Page publiée le 6 septembre 2026 par Me Benoît BIOT, avocat au Barreau de Montpellier, droit fiscal des affaires et droit des sociétés.
Apporter son entreprise individuelle à une société déclenche, en droit, la même fiscalité qu'une vente : plus-values sur le fonds, la clientèle, le matériel, imposition du bénéfice en cours. Sans correctif, le passage en société coûterait l'équivalent d'une cession sans que l'entrepreneur ait encaissé un euro. L'article 151 octies du Code général des impôts est ce correctif. Il reporte l'imposition des plus-values sur les biens non amortissables jusqu'à la revente des titres, et transfère à la société la charge des plus-values sur les biens amortissables. Cet article explique ce que le texte permet, ce qu'il impose et où il piège.
1. Le champ du régime
Le régime concerne les plus-values professionnelles réalisées par une personne physique lors de l'apport à une société soumise à un régime réel d'imposition, soit d'une entreprise individuelle, soit d'une branche complète d'activité. L'apport partiel d'éléments isolés ne suffit pas : c'est l'ensemble des éléments nécessaires à l'activité qui doit passer dans la société. Le texte admet une exception, l'immeuble, qui peut rester chez l'apporteur s'il est mis à disposition de la société par un contrat d'au moins neuf ans. L'option est exercée dans l'acte d'apport, conjointement par l'apporteur et la société ; elle engage les deux à respecter les règles du régime.
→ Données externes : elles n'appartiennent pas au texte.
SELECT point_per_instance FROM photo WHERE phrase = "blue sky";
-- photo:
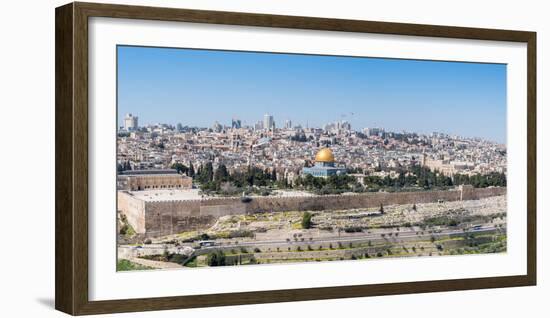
(198, 87)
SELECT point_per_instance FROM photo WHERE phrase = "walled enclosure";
(160, 218)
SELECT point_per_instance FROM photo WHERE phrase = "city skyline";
(171, 86)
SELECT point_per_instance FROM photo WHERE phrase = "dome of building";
(324, 155)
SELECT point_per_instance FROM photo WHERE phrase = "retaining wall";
(159, 218)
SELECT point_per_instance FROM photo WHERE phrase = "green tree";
(191, 172)
(216, 258)
(306, 220)
(180, 168)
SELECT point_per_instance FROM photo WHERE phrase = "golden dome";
(324, 155)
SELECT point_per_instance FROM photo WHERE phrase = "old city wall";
(133, 209)
(170, 217)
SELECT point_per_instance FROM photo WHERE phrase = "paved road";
(346, 239)
(128, 251)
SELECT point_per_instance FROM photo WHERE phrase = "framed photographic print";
(211, 158)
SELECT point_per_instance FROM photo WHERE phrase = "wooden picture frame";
(71, 90)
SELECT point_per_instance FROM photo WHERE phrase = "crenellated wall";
(159, 218)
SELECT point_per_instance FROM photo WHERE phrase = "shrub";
(306, 220)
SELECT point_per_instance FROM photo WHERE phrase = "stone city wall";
(133, 209)
(170, 217)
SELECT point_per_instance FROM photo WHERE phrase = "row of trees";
(222, 181)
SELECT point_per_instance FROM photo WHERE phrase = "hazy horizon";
(198, 87)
2. Ce que devient chaque catégorie de plus-value
Immobilisations non amortissables (fonds de commerce, clientèle, droit au bail, titres). La plus-value est calculée au jour de l'apport mais son imposition est reportée. Elle devient exigible à la cession, au rachat ou à l'annulation des titres reçus en rémunération de l'apport, ou plus tôt si la société cède le bien. Le report est maintenu en cas de donation des titres si le donataire s'engage à acquitter l'impôt, et en cas d'échange de titres dans une fusion ou une scission.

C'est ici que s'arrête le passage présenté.